It all began with a pair of Sweaty Betty Chandrasana Yoga Leggings. They cost £75, and I wanted them as soon as I laid my eyes upon them. I rang my boyfriend and, in the most wheedling voice I could muster, said, "so there are these leggings I really like. I'll send you a screenshot of them. Just so you can see. And, you know, if you wanted to get me a present...well, I really like these. I mean, I really like them." Dramatic pause. "Like, I need them, Bobs. Don't you want me, your girlfriend, to have great abs?" A total non-sequitur, I know. Robin dutifully had a look, but they clearly failed to impress, as he suggested I go to Primark instead where (duh) you can get leggings for a mere £4. "Yes, see through ones!" I snapped.
Typical questions directed at me by my boyfriend go along the lines of: do you really need to buy a 'happiness planner'? Do you really need to wear Lulu Lemon clothes to make the effort to go to Barrecore? In fact, do you even need to pay twenty eight pounds a pop for a Barrecore class - can't you just do spin at the leisure centre?
'Obviously I don't need to,' is my usual sulky response. I just really, really want to. Of course I know it is only logical that if your aim is to get great abs, then some cheap leggings will serve you as well as expensive ones, yet I do feel more motivated when I have splurged.

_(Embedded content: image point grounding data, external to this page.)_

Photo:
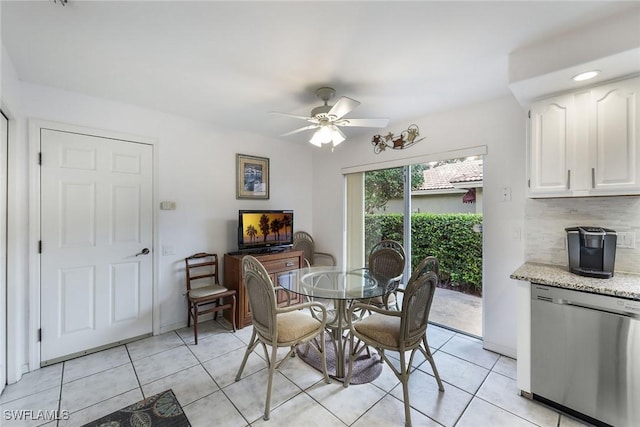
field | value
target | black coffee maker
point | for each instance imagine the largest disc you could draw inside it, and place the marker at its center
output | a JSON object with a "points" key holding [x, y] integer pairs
{"points": [[592, 251]]}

But, in the words of Carrie Bradshaw, I couldn't help but wonder: why is so much of what I want materially associated with a lifestyle that, in theory at least, preaches not needing, or even wanting, the material things that seemingly support such a lifestyle? For example, a friend of mine recently announced that she was going on a yoga retreat in Bali á la Elizabeth Gilbert (of Eat Pray Love fame), which I am also planning to do this summer. Hers, it turns out, is at a luxury resort and costing £1500. Mine is costing... considerably less. Instead of feeling happy that I was also going to Bali, that I had managed to find a great deal that was not going to break the bank, I began to start feeling that mine was - and I'm ashamed to say it - inadequate. But what is the bloody point of going on a 'spiritual' yoga retreat and juice cleanse in Bali when I can't even be grateful for it? #Gratitude my arse.
Okay, I am exaggerating a bit here. I am grateful. And I always go to fitness classes in an old pair of tracksuits and a baggy t-shirt. Why, though, this enduring desire to spend? Is it human nature? A consumerist culture? The capitalist psyche?
And here lies the crux of the matter. Obviously, none of this is spiritual. To even use that word is frankly laughable. If I wanted to become a more spiritual person through yoga I could easily just burn some cheap incense in my room and put Underwater Love on YouTube for some background music. There we go, a spiritual experience for 30p or however much a stick of incense costs these days. (I'm actually not knocking doing this, by the way, however sarcastic I might sound.)
Criticism of the wellness industry is nothing new, and I think much of it is unfair. On the whole, the promotion of healthier lifestyles is something that should be celebrated, surely. The problem is really with how accessible (or otherwise) much of it is, and the perception of pretentiousness that results. This is probably why Deliciously Ella is parodied by the likes of Deliciously Stella, and why the programme Namaste, Bitches which takes the piss out of yoga is such a success (if you haven't watched this yet - do!) Of course you can live a 'wellness lifestyle' on the cheap (although I have to say, I'm yet to figure out how, when fruit alone is so expensive.) But yes, it's free to meditate, to practise yoga, to not eat complete and utter shit. But the perception is that you can do more, and do it better, with money.
I'd 'get the glow' too if I had the money to spend my days brunching in Chelsea and staying in luxury resorts in South East Asia every other month. I feel like I'd get more of a spiritual experience meditating in an ashram in India than in my bedroom. I generally feel more nourished when I've had a raw acai bowl with chia seeds for breakfast than a mere banana. And yes, I still really want those Sweaty Betty yoga pants even though I wish I wasn't this shallow. I'm just being honest here. If this isn't the case with most people, then how the hell is the wellness industry so big? But all these things are luxuries, and I feel like there really needs to be more recognition of that.